Le risque que le ministère de la défense refuse de voir son image associée à ce type de propos était évident. La décision de renvoyer Mr Chauprade était tout à fait légitime. La question pourrait être close... Pourrait, car la méthode employée est incompréhensible. Pourquoi cette publicité ? Cette espèce de mise en scène me choque parce qu’elle était inutile et pas dans le bon sens, inutile comme une souffrance inutile est plus insupportable encore.

Et je ne comprends pas. Dans Citadelle, Antoine de Saint-Exupéry déclare ceci : "Les actes nobles se suscitent par des motifs nobles, les actes bas, par des motifs bas". Les conséquences du renvoi de Mr Chauprade sont déjà d’en faire un chômeur, fallait-il en plus l’humilier ?

Je n’ai pas d’explication qui me vienne à l’esprit, pas une justification qui me passe par la tête, et c’est gênant, troublant. Voire emmerdant, parce que désormais, je sais que le seul moyen de comprendre un peu mieux de quoi il s’agit, est d’acheter et de lire "Chronique du choc des civilisations". Et comme la plupart des ouvrages de géopolitique, je sens qu’il ne devrait pas y avoir de scènes torrides façon Gérard de Villiers lorsqu’il met en scène Malko Linge.

Après ces deux cas, des broutilles, il y a la communication présidentielle qui me sort par les trous de nez, le dernier bouquin de Ségolène Royal qui, merde quand même, s’appelle "Une femme debout". Une femme debout, sans déconner, parce qu’assise, couchée ou accroupie forcément ça n’allait pas le faire. Un tissu délicat ou le dégoût des autres côtoie les malheurs de Sophie ou la vie d’Emma Bovary au PS... Et puis il y a eu sur des parôles d’Edith Piaf, le juge Burgaud dans "Je ne regrette rien", ce qui est dommage quand même, soit il n’a rien compris, soit il pousse un peu quand même. Enfin, j’en ai déjà causé certes, il y à Noir Désir qui se remet à nous donner des leçons de "gentillesse" et c’est énorme, un monument de mauvais goût en résumé.

Ce n’est pas forcément important pour tout le monde, mais un peu de dignité ne ferait pas de mal. Un peu de silence de temps en temps, ça ferait du bien.

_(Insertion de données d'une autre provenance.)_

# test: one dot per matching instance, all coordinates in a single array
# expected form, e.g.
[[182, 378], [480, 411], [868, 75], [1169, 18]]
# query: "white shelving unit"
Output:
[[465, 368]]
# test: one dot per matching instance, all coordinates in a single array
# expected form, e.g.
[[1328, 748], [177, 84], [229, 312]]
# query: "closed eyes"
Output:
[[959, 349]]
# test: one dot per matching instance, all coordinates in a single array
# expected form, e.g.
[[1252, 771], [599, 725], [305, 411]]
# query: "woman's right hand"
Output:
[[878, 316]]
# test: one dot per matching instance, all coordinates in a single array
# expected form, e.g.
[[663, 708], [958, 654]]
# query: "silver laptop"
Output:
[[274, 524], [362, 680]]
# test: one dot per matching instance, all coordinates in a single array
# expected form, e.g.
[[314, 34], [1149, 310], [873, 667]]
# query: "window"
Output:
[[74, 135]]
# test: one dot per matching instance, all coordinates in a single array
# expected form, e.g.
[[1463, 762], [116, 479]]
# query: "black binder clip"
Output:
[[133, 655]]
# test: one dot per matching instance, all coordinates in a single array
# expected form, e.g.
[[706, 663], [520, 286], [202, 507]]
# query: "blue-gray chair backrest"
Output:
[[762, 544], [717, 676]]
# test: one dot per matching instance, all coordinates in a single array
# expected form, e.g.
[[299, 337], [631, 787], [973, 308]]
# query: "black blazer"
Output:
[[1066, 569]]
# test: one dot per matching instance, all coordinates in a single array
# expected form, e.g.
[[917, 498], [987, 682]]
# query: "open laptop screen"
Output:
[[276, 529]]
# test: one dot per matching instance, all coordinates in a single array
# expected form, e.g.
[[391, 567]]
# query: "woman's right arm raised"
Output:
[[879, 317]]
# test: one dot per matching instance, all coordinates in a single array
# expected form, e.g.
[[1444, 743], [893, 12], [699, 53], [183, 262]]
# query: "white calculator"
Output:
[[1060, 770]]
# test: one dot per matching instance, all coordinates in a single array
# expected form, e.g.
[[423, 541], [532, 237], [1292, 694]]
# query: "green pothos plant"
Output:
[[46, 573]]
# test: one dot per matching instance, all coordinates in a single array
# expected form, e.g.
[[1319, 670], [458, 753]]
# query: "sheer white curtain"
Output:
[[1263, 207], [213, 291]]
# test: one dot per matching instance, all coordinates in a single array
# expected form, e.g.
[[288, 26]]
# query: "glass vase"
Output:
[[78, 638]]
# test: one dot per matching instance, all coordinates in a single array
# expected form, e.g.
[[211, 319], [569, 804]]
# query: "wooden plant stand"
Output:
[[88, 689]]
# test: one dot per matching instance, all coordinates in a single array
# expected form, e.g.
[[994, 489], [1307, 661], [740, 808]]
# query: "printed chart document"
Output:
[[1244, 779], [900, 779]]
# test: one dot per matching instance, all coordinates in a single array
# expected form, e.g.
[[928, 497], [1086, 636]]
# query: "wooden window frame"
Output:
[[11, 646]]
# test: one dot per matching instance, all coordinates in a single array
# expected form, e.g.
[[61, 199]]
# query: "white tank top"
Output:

Mais s’il faut choisir des camps, alors je veux tout de même remercier Pierre Péan d’avoir écrit son dernier bouquin, assurer Mr Chauprade de ma sympathie pour sa personne plus que pour son dernier bouquin (je le précise à regret, mais un mauvais procès est vite intenté). Pour tous les autres, je ne plaiderai pas l’indifférence, mais au mieux mon ennui, au pire... Je vous laisse faire votre choix, vous faire votre opinion, à votre avis que peu-on en penser de cette actualité.